第13話 みんなこどもに
俺は見てはいけないと思いながらも、気づいたら首をその気配の方へとひねっていた。
すると、黒い髪をショートカットにした女の人が口をへの字にして、そこにいた。
おそらくわざとすけさせるタイプの服なのだろう。なかに着ている胸を隠している黒色の布が丸見えだ。それに黒色のスカートはすごく短い。かなりにぶい俺でもわかる大人っぽさかつ色っぽさだ。
えっ!?えっ!?えっ!?
俺の頭はゴチャゴチャし出す。
なんで、こんな格好した人が教室にいるの!?
なんで!?なんで!?
なんでその人が六大妖を名乗っているの!?
「聞いてるのか?誠陵。」
「あ、は、は、はい。」
「うーーん。兄貴とはあんまし似てないな。」
「あっ……!」
そういうと、その人は俺の顔に、これ以上ないほど、自分の顔を近づけ、まじまじと見てきた。俺はさらに動揺してどうしていいかわからない。
「おい!なに喋ってんだ誠りょ……おい!そこにいるのは誰だ?早く席につけ!」
座学中の先生は、クラスの誰かが歩き回っていると思ったらしい。かなり怒った口調で、そういう。俺の席は一番後ろだから、見まちがえるのも無理はない。
「ち、違うんです!先生!この人は!」
必死にこの非常事態を伝えようとするも、この人が本当に六大妖なのかもわからないので、俺はなんといっていいかわからず、とほうに暮れた。

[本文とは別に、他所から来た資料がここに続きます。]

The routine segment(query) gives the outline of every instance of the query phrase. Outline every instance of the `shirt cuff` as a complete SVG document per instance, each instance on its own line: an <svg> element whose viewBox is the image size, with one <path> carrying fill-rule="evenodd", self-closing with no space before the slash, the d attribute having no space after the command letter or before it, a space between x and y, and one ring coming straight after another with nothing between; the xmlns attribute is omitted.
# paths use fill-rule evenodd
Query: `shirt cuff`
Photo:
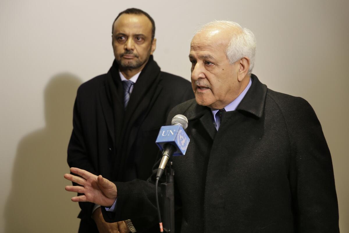
<svg viewBox="0 0 349 233"><path fill-rule="evenodd" d="M116 206L116 201L118 200L118 198L117 197L116 199L115 199L115 201L113 203L113 205L108 208L108 207L104 207L105 208L105 210L109 212L114 212L114 210L115 209L115 206Z"/></svg>
<svg viewBox="0 0 349 233"><path fill-rule="evenodd" d="M101 207L101 206L99 205L97 205L97 204L95 204L95 205L93 206L93 209L92 209L92 213L95 212L95 211L97 209L97 208L99 208Z"/></svg>
<svg viewBox="0 0 349 233"><path fill-rule="evenodd" d="M131 232L135 233L135 232L137 232L137 231L136 231L136 228L134 228L133 224L132 224L132 222L131 221L131 219L125 220L125 222L126 223L126 225L128 227L128 229L131 231Z"/></svg>

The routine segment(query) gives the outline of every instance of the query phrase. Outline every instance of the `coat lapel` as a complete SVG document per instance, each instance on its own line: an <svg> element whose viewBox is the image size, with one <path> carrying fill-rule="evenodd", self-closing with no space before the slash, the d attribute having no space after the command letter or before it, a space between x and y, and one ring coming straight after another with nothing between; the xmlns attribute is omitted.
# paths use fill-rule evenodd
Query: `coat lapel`
<svg viewBox="0 0 349 233"><path fill-rule="evenodd" d="M213 140L216 135L217 130L214 125L213 118L210 109L205 106L198 104L195 99L193 100L193 104L185 111L184 114L190 125L190 121L199 119L200 123L202 125L209 135Z"/></svg>
<svg viewBox="0 0 349 233"><path fill-rule="evenodd" d="M113 143L115 144L115 137L114 133L114 125L113 108L112 108L111 103L108 99L105 87L100 90L99 97L101 105L102 107L102 110L104 116L104 119L105 120L108 132L113 140Z"/></svg>

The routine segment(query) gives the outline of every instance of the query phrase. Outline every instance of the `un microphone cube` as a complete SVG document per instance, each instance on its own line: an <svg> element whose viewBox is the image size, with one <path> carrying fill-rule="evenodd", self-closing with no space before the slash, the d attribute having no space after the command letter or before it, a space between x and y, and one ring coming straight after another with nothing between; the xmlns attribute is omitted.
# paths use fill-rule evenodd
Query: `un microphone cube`
<svg viewBox="0 0 349 233"><path fill-rule="evenodd" d="M180 125L163 126L160 129L156 142L161 150L164 150L164 145L166 143L173 145L176 150L174 156L185 154L190 140L185 131Z"/></svg>

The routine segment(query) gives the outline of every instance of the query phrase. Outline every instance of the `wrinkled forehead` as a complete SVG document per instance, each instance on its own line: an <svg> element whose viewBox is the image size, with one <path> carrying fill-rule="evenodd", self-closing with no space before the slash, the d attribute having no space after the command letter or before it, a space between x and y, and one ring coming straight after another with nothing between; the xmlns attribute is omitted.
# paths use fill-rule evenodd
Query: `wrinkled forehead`
<svg viewBox="0 0 349 233"><path fill-rule="evenodd" d="M205 31L197 33L190 44L190 55L199 53L201 55L225 55L229 37L219 30Z"/></svg>
<svg viewBox="0 0 349 233"><path fill-rule="evenodd" d="M139 33L151 33L151 22L143 14L122 14L114 23L115 32L124 33L128 31Z"/></svg>
<svg viewBox="0 0 349 233"><path fill-rule="evenodd" d="M190 43L191 50L206 47L224 47L230 41L229 33L220 29L213 28L196 33Z"/></svg>

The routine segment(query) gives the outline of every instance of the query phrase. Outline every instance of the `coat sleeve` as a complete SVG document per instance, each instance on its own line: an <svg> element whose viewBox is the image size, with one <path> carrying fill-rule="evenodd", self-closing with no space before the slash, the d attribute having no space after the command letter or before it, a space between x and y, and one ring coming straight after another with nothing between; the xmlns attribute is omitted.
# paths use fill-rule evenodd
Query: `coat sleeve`
<svg viewBox="0 0 349 233"><path fill-rule="evenodd" d="M315 113L298 98L284 111L292 148L289 179L297 232L339 232L329 150Z"/></svg>
<svg viewBox="0 0 349 233"><path fill-rule="evenodd" d="M68 147L67 160L69 167L77 167L97 175L87 154L84 137L83 129L81 121L79 93L77 91L73 111L73 129ZM73 185L77 185L73 182ZM81 194L78 194L81 195ZM94 204L90 202L79 202L82 212L79 217L81 218L91 217Z"/></svg>

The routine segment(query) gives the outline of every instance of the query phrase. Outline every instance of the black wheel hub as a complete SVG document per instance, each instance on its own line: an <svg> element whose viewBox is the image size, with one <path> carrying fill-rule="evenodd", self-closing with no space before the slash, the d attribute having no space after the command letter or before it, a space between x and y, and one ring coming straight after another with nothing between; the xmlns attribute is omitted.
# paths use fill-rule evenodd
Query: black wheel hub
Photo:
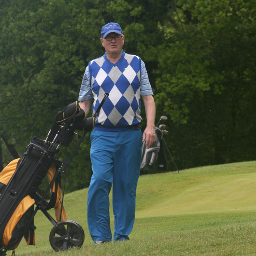
<svg viewBox="0 0 256 256"><path fill-rule="evenodd" d="M65 251L70 247L80 247L84 241L84 232L78 223L68 220L55 225L49 239L54 251Z"/></svg>

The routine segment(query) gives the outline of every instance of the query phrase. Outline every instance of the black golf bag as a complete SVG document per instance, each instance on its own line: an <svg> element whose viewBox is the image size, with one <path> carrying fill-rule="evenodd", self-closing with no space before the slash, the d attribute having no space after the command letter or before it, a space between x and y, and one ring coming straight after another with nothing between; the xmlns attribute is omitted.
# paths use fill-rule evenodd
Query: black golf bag
<svg viewBox="0 0 256 256"><path fill-rule="evenodd" d="M163 134L162 131L158 127L155 127L156 136L155 141L149 148L146 147L146 140L142 144L140 170L149 171L154 167L158 159L158 168L168 170L164 145L162 141Z"/></svg>
<svg viewBox="0 0 256 256"><path fill-rule="evenodd" d="M108 95L105 95L92 117L86 119L77 102L64 108L57 115L46 140L33 138L21 158L11 162L0 173L1 256L16 248L23 236L28 245L34 245L34 218L39 210L53 225L49 240L54 250L82 246L83 228L77 222L67 220L63 206L67 170L86 132L93 129L95 118ZM55 157L59 146L69 146L76 129L84 132L69 158L59 161ZM66 176L62 197L60 176L63 173ZM39 195L38 187L46 174L49 185L42 195ZM45 199L50 191L48 202ZM53 208L56 220L47 211Z"/></svg>
<svg viewBox="0 0 256 256"><path fill-rule="evenodd" d="M166 126L164 124L159 125L161 120L167 120L167 117L166 116L161 116L157 124L155 127L155 139L150 148L148 148L146 147L146 140L143 142L142 148L141 171L148 171L151 170L154 168L158 159L158 170L168 171L168 167L165 152L166 148L172 159L176 170L178 172L175 162L163 138L164 134L168 134L168 131L165 129Z"/></svg>

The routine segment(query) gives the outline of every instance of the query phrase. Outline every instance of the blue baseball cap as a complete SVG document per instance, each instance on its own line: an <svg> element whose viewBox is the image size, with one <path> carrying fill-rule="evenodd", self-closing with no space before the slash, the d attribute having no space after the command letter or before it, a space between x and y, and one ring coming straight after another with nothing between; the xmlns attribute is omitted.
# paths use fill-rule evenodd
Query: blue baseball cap
<svg viewBox="0 0 256 256"><path fill-rule="evenodd" d="M122 34L123 31L120 25L115 22L109 22L103 26L101 29L101 37L105 38L109 33L114 32L119 34Z"/></svg>

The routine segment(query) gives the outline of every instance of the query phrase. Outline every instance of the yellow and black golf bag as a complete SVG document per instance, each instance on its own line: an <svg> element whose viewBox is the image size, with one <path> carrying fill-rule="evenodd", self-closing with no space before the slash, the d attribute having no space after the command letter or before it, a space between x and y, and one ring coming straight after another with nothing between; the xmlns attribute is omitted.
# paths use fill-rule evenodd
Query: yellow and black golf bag
<svg viewBox="0 0 256 256"><path fill-rule="evenodd" d="M33 138L20 158L11 161L0 173L1 256L16 248L23 237L28 245L34 245L34 218L39 210L53 225L49 240L54 250L82 245L83 228L77 222L67 220L63 204L66 175L62 193L61 174L66 174L68 164L86 132L93 129L95 117L108 95L92 117L85 118L84 111L77 102L64 108L57 116L46 139ZM84 132L73 153L68 159L58 161L55 157L59 146L61 144L69 146L76 129ZM46 175L49 186L43 195L39 195L38 187ZM45 198L50 191L50 199L48 202ZM47 212L51 208L54 208L56 220Z"/></svg>

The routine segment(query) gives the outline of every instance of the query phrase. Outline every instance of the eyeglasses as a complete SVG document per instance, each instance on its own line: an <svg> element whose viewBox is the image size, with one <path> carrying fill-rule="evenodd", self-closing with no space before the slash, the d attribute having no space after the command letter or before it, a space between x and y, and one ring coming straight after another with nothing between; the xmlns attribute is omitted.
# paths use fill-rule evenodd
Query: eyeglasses
<svg viewBox="0 0 256 256"><path fill-rule="evenodd" d="M110 35L107 35L106 37L105 37L105 39L107 40L107 41L112 41L113 38L114 38L115 40L120 40L122 37L123 36L121 35L115 35L114 37L111 37Z"/></svg>

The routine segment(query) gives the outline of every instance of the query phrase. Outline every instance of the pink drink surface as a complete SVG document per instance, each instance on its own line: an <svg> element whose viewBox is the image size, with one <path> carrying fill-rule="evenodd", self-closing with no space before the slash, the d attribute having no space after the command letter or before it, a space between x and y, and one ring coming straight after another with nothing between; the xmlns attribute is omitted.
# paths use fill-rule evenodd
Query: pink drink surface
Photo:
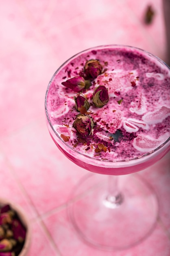
<svg viewBox="0 0 170 256"><path fill-rule="evenodd" d="M73 99L78 94L61 83L82 74L92 59L99 61L102 73L82 92L91 105L86 115L94 124L93 134L82 139L73 127L80 114ZM108 102L101 108L92 99L99 85L105 85L109 94ZM96 48L72 58L53 76L46 101L51 125L63 143L60 147L71 155L73 149L85 158L128 160L154 150L170 135L170 70L138 49ZM61 135L69 141L64 141Z"/></svg>

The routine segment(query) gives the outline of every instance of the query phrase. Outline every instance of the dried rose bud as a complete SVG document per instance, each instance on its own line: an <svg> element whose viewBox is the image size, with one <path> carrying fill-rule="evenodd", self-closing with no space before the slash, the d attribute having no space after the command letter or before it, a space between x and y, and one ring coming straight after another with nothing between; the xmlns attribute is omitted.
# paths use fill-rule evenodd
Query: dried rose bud
<svg viewBox="0 0 170 256"><path fill-rule="evenodd" d="M92 134L94 126L92 120L87 116L80 115L73 123L73 127L83 136L87 136Z"/></svg>
<svg viewBox="0 0 170 256"><path fill-rule="evenodd" d="M63 82L61 84L76 92L81 92L85 86L85 79L82 76L74 76Z"/></svg>
<svg viewBox="0 0 170 256"><path fill-rule="evenodd" d="M81 114L85 114L90 107L90 103L83 95L79 94L77 97L74 97L76 108Z"/></svg>
<svg viewBox="0 0 170 256"><path fill-rule="evenodd" d="M95 89L93 94L93 101L98 108L102 108L109 101L107 89L105 85L99 85Z"/></svg>
<svg viewBox="0 0 170 256"><path fill-rule="evenodd" d="M0 252L0 256L15 256L15 254L14 252Z"/></svg>
<svg viewBox="0 0 170 256"><path fill-rule="evenodd" d="M22 243L25 239L26 230L19 220L14 219L11 224L11 229L13 233L13 238L20 243Z"/></svg>
<svg viewBox="0 0 170 256"><path fill-rule="evenodd" d="M102 67L97 60L87 61L85 64L84 72L87 77L94 79L102 72Z"/></svg>
<svg viewBox="0 0 170 256"><path fill-rule="evenodd" d="M151 5L148 6L145 15L145 22L146 24L150 24L155 15L155 11Z"/></svg>
<svg viewBox="0 0 170 256"><path fill-rule="evenodd" d="M17 242L14 239L2 239L0 241L0 252L10 251L16 244Z"/></svg>

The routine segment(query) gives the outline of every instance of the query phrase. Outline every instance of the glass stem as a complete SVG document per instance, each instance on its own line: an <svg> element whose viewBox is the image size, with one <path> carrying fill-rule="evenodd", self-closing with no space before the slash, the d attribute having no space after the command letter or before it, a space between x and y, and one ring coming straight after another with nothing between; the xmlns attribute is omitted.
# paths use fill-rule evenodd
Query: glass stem
<svg viewBox="0 0 170 256"><path fill-rule="evenodd" d="M110 208L116 208L123 201L123 195L118 188L118 176L108 175L107 194L104 204Z"/></svg>

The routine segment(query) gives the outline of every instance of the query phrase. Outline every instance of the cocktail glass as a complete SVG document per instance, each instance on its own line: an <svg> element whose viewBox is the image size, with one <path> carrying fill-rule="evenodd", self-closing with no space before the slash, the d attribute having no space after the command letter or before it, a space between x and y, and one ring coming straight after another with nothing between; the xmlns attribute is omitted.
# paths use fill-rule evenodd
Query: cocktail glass
<svg viewBox="0 0 170 256"><path fill-rule="evenodd" d="M47 126L56 145L71 161L91 172L80 181L71 194L68 204L70 220L85 241L108 250L129 248L146 239L154 230L159 216L157 198L147 181L135 173L162 158L169 150L170 137L155 149L133 158L96 159L81 153L61 139L51 122L47 104L54 77L69 63L82 53L123 47L125 47L116 45L94 47L70 58L53 75L45 99ZM126 47L132 50L137 49ZM137 50L159 62L170 72L169 67L162 61L142 50Z"/></svg>

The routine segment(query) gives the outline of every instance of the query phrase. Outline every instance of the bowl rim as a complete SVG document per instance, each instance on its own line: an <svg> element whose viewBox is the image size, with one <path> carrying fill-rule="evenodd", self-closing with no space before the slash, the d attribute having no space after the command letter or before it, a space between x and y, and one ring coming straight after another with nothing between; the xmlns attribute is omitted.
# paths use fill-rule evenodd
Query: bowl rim
<svg viewBox="0 0 170 256"><path fill-rule="evenodd" d="M18 256L26 256L29 249L32 237L32 225L28 215L23 208L17 203L7 198L0 197L0 207L9 204L16 211L20 220L26 228L26 236L22 249Z"/></svg>

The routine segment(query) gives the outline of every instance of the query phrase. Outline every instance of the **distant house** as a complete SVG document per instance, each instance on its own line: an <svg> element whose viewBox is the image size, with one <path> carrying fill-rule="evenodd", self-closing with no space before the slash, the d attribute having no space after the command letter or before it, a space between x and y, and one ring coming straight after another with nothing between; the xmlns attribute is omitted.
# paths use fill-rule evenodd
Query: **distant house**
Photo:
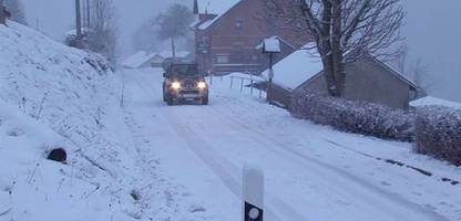
<svg viewBox="0 0 461 221"><path fill-rule="evenodd" d="M125 69L161 67L164 57L157 53L137 52L122 62Z"/></svg>
<svg viewBox="0 0 461 221"><path fill-rule="evenodd" d="M423 107L423 106L433 106L433 105L461 109L461 103L451 102L451 101L432 97L432 96L426 96L426 97L410 102L410 107L412 108Z"/></svg>
<svg viewBox="0 0 461 221"><path fill-rule="evenodd" d="M296 51L275 66L274 84L268 96L290 106L293 93L328 94L320 59L307 51ZM371 56L346 64L344 97L407 109L418 85ZM267 76L268 71L263 72Z"/></svg>
<svg viewBox="0 0 461 221"><path fill-rule="evenodd" d="M286 43L276 61L309 41L305 21L277 15L280 11L300 13L286 0L194 2L196 20L191 28L195 31L195 59L201 71L257 74L268 66L267 55L256 48L264 39L278 36Z"/></svg>

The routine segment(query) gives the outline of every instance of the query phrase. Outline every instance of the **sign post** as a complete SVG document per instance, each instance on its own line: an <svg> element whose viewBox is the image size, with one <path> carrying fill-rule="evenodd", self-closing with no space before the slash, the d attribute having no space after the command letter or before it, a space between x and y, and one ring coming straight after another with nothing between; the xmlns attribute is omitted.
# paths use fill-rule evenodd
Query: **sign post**
<svg viewBox="0 0 461 221"><path fill-rule="evenodd" d="M253 165L245 165L243 172L243 221L264 219L264 172Z"/></svg>
<svg viewBox="0 0 461 221"><path fill-rule="evenodd" d="M262 49L263 49L263 53L269 55L269 75L268 75L269 82L267 85L266 99L267 102L270 102L272 101L270 93L272 93L273 78L274 78L274 55L281 52L280 40L277 36L265 39L263 40Z"/></svg>

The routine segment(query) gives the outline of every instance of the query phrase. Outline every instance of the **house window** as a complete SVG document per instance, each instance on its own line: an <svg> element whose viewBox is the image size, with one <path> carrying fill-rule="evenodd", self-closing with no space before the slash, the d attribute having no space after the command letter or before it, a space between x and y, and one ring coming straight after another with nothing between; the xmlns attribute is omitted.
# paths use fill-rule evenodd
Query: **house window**
<svg viewBox="0 0 461 221"><path fill-rule="evenodd" d="M218 64L229 63L229 55L228 54L217 54L216 55L216 63L218 63Z"/></svg>
<svg viewBox="0 0 461 221"><path fill-rule="evenodd" d="M243 32L244 20L238 18L235 20L235 31L237 34L242 34Z"/></svg>

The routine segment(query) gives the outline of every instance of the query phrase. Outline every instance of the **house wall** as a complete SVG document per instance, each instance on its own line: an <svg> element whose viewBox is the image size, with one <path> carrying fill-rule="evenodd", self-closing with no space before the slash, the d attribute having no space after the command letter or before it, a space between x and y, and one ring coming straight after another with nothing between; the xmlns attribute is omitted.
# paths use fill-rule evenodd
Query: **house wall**
<svg viewBox="0 0 461 221"><path fill-rule="evenodd" d="M291 106L291 95L293 95L291 91L288 91L276 84L273 84L269 92L267 93L269 101L278 102L285 105L287 108Z"/></svg>
<svg viewBox="0 0 461 221"><path fill-rule="evenodd" d="M347 65L346 73L346 98L408 108L410 85L381 65L365 60Z"/></svg>
<svg viewBox="0 0 461 221"><path fill-rule="evenodd" d="M345 98L365 101L395 108L407 109L410 99L410 85L389 70L370 60L346 65ZM304 83L295 92L328 94L325 75Z"/></svg>
<svg viewBox="0 0 461 221"><path fill-rule="evenodd" d="M295 0L293 0L295 1ZM264 0L242 0L207 30L196 30L196 61L203 71L259 73L268 66L268 60L255 46L263 39L278 35L295 48L304 45L309 39L300 27L304 21L276 19L268 21L267 2ZM272 0L277 9L287 8L287 0ZM293 9L291 9L293 10ZM285 10L286 11L286 10ZM274 25L273 25L274 24ZM276 61L293 52L284 45ZM227 61L218 57L226 56Z"/></svg>

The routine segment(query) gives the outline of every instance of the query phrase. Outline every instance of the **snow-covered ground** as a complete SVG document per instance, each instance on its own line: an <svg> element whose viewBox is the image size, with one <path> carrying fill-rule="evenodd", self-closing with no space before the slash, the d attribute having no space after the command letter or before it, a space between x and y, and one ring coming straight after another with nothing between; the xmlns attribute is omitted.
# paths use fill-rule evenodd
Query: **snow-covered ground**
<svg viewBox="0 0 461 221"><path fill-rule="evenodd" d="M461 219L460 186L442 181L461 180L460 168L416 155L410 144L294 119L230 90L226 77L214 80L209 106L168 107L161 73L126 71L125 108L146 152L160 157L158 171L186 186L212 220L239 219L246 161L265 169L267 220Z"/></svg>
<svg viewBox="0 0 461 221"><path fill-rule="evenodd" d="M208 106L166 106L161 70L113 73L16 23L0 69L1 221L239 220L248 161L268 221L461 220L460 168L295 119L227 77ZM66 165L44 159L55 147Z"/></svg>

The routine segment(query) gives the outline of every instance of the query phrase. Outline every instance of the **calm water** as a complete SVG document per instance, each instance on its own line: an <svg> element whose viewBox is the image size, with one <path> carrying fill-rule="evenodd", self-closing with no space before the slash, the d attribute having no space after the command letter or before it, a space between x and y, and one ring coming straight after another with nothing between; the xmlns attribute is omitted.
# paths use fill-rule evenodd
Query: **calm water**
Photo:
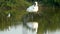
<svg viewBox="0 0 60 34"><path fill-rule="evenodd" d="M41 7L40 7L41 8ZM6 20L0 23L0 34L60 34L60 8L43 7L40 9L41 14L27 15L28 19L24 21L36 21L39 23L38 32L32 31L19 22L12 22L13 20ZM55 13L54 13L55 11ZM58 12L56 12L58 11ZM31 19L31 18L32 19Z"/></svg>
<svg viewBox="0 0 60 34"><path fill-rule="evenodd" d="M38 29L38 34L60 34L60 29L48 30L46 29L44 32ZM23 27L22 24L9 26L7 29L1 30L0 34L37 34L29 28Z"/></svg>

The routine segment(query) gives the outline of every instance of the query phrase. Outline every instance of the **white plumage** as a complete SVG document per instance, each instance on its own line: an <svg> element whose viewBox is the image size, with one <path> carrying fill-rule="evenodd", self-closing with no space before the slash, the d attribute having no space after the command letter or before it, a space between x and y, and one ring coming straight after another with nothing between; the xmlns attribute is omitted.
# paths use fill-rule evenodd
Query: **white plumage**
<svg viewBox="0 0 60 34"><path fill-rule="evenodd" d="M38 3L35 2L35 5L32 5L27 8L27 12L37 12L38 11Z"/></svg>
<svg viewBox="0 0 60 34"><path fill-rule="evenodd" d="M27 26L31 29L35 29L35 31L37 32L38 29L38 22L28 22Z"/></svg>

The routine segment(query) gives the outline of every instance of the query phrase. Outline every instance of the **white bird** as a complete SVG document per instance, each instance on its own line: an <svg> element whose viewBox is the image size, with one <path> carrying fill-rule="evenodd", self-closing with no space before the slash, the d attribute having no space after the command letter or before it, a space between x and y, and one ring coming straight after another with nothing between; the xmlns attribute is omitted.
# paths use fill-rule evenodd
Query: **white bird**
<svg viewBox="0 0 60 34"><path fill-rule="evenodd" d="M27 12L37 12L38 11L38 3L35 2L35 5L32 5L27 8Z"/></svg>
<svg viewBox="0 0 60 34"><path fill-rule="evenodd" d="M34 29L35 32L37 32L38 30L38 22L28 22L27 26L31 29Z"/></svg>
<svg viewBox="0 0 60 34"><path fill-rule="evenodd" d="M10 17L11 15L10 15L10 13L7 15L7 17Z"/></svg>

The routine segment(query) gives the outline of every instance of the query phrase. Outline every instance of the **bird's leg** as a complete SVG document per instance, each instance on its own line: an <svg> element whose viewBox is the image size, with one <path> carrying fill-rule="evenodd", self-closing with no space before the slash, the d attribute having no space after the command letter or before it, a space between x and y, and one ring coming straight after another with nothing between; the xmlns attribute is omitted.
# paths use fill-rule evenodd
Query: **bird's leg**
<svg viewBox="0 0 60 34"><path fill-rule="evenodd" d="M32 21L33 21L33 13L32 13Z"/></svg>

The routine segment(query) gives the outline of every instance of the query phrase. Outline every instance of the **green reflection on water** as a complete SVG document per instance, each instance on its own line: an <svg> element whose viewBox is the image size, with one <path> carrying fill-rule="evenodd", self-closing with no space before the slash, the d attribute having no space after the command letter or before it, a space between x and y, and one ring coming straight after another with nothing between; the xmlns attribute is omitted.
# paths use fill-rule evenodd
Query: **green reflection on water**
<svg viewBox="0 0 60 34"><path fill-rule="evenodd" d="M40 16L39 14L33 15L33 21L37 21L39 23L38 34L43 34L47 29L51 31L56 30L57 28L60 29L60 8L53 8L52 6L41 6L41 8L41 12L39 11ZM0 30L4 31L4 29L8 29L9 26L16 26L20 23L15 22L13 19L14 18L3 17L3 21L0 20ZM32 19L29 18L28 21L32 21Z"/></svg>

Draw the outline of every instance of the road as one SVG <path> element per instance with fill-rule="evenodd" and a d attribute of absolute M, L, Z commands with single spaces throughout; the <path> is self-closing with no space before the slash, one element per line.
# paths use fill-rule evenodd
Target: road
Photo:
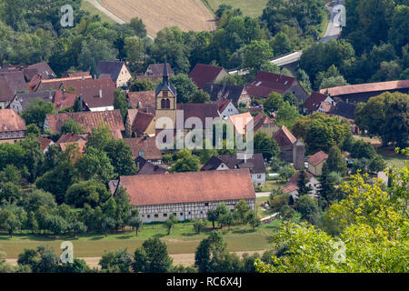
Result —
<path fill-rule="evenodd" d="M 344 19 L 341 19 L 342 13 L 339 11 L 338 5 L 344 5 L 344 0 L 337 0 L 334 1 L 333 6 L 325 6 L 326 10 L 330 12 L 331 16 L 328 26 L 326 26 L 325 35 L 324 35 L 323 38 L 320 39 L 320 42 L 326 44 L 330 41 L 330 39 L 337 39 L 339 37 L 339 34 L 342 30 L 339 24 L 342 21 L 344 21 Z"/>

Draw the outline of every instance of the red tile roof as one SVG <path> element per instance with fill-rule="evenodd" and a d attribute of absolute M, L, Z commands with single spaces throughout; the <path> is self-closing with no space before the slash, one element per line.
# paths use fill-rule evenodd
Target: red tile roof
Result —
<path fill-rule="evenodd" d="M 77 112 L 61 113 L 58 115 L 46 115 L 45 125 L 54 133 L 59 133 L 61 126 L 69 118 L 73 119 L 85 129 L 85 133 L 91 133 L 93 128 L 97 128 L 100 123 L 108 125 L 111 131 L 117 135 L 117 132 L 125 131 L 124 122 L 119 110 L 102 112 Z M 122 138 L 122 137 L 121 137 Z"/>
<path fill-rule="evenodd" d="M 162 160 L 162 153 L 156 146 L 156 137 L 124 138 L 124 141 L 131 146 L 134 159 L 144 153 L 142 157 L 145 160 Z"/>
<path fill-rule="evenodd" d="M 248 169 L 136 175 L 120 182 L 135 206 L 255 199 Z"/>
<path fill-rule="evenodd" d="M 284 125 L 273 135 L 273 138 L 275 139 L 279 146 L 292 146 L 297 141 L 297 138 Z"/>
<path fill-rule="evenodd" d="M 128 100 L 134 109 L 155 107 L 155 91 L 129 92 Z"/>
<path fill-rule="evenodd" d="M 328 158 L 328 155 L 326 155 L 323 151 L 319 151 L 310 156 L 310 158 L 308 159 L 308 163 L 313 165 L 314 166 L 317 166 L 319 164 L 323 163 L 327 158 Z"/>
<path fill-rule="evenodd" d="M 25 120 L 13 109 L 0 109 L 0 133 L 25 131 Z"/>
<path fill-rule="evenodd" d="M 304 108 L 306 108 L 308 112 L 315 112 L 320 107 L 321 102 L 324 102 L 327 97 L 326 95 L 319 92 L 313 92 L 303 105 Z"/>
<path fill-rule="evenodd" d="M 214 83 L 220 72 L 224 70 L 222 66 L 197 64 L 189 74 L 189 78 L 202 90 L 207 83 Z"/>
<path fill-rule="evenodd" d="M 76 96 L 75 94 L 55 91 L 55 95 L 54 95 L 54 108 L 58 111 L 63 108 L 72 107 L 75 99 Z"/>
<path fill-rule="evenodd" d="M 268 98 L 272 92 L 284 93 L 294 81 L 292 76 L 260 71 L 245 89 L 251 95 Z"/>
<path fill-rule="evenodd" d="M 376 91 L 388 91 L 388 90 L 396 90 L 396 89 L 403 89 L 403 88 L 409 88 L 409 80 L 341 85 L 341 86 L 337 86 L 337 87 L 322 89 L 322 90 L 320 90 L 320 93 L 325 94 L 326 92 L 328 92 L 330 96 L 336 96 L 336 95 L 348 95 L 348 94 L 376 92 Z"/>

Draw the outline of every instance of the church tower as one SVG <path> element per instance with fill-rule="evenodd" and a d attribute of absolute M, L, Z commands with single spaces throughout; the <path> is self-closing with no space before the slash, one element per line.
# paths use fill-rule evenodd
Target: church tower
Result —
<path fill-rule="evenodd" d="M 173 128 L 167 127 L 167 129 L 176 128 L 176 88 L 169 81 L 166 59 L 165 59 L 163 81 L 156 87 L 155 97 L 156 129 L 166 129 L 166 126 L 164 125 L 165 117 L 169 118 L 173 123 Z"/>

だが、その三十秒後、その心配はなかったことがわかる。
「うるさいな。禿げ爺。」
「な、なんだお前!」
先生がかみつくようにいうも、その子はそれをも圧倒するくらいに、睨みつける。
そして、急に、なにかをいった。
「
その途端、本当に、その途端だった。
「ママぁ!どこなのー!?」
「おれ、おなかすいた。」
「うぇーーーん。ママぁ!!」
教室中から、声が聞こえてきた。小さな子供のような声が。
「えっ!えっ!?」
俺は二度戸惑った。
一度目は、この謎の幼児のような声たちに。それと、二度目は
「声が、高い……?」
俺の声が明らかに高かったことにだ。
高いといっても、急にヘリウムのような声になったわけではない。むしろ、毎日のように聞いていた声だった。
声変わりをした、中二までは。
まさかと思い、周りを見わたしてみた。すると、一面、子供、子供、子供。
五〜六才ほどの子どもがちょうどこのクラスの人数ほどいたのだ。
「……は?」
俺はその高い声でいった。そして、自分の、のどぼとけを確認する。
━━ない。
たしかにあった、のどぼとけがなくなっているのだ。
俺は、その後はとりあえず、一目散に教室内の窓へとかけ寄り、自分の姿を確認した。
「あっ……!」
なんとそこには、約十年ほど前に鏡の中に写っていた顔があったのだ。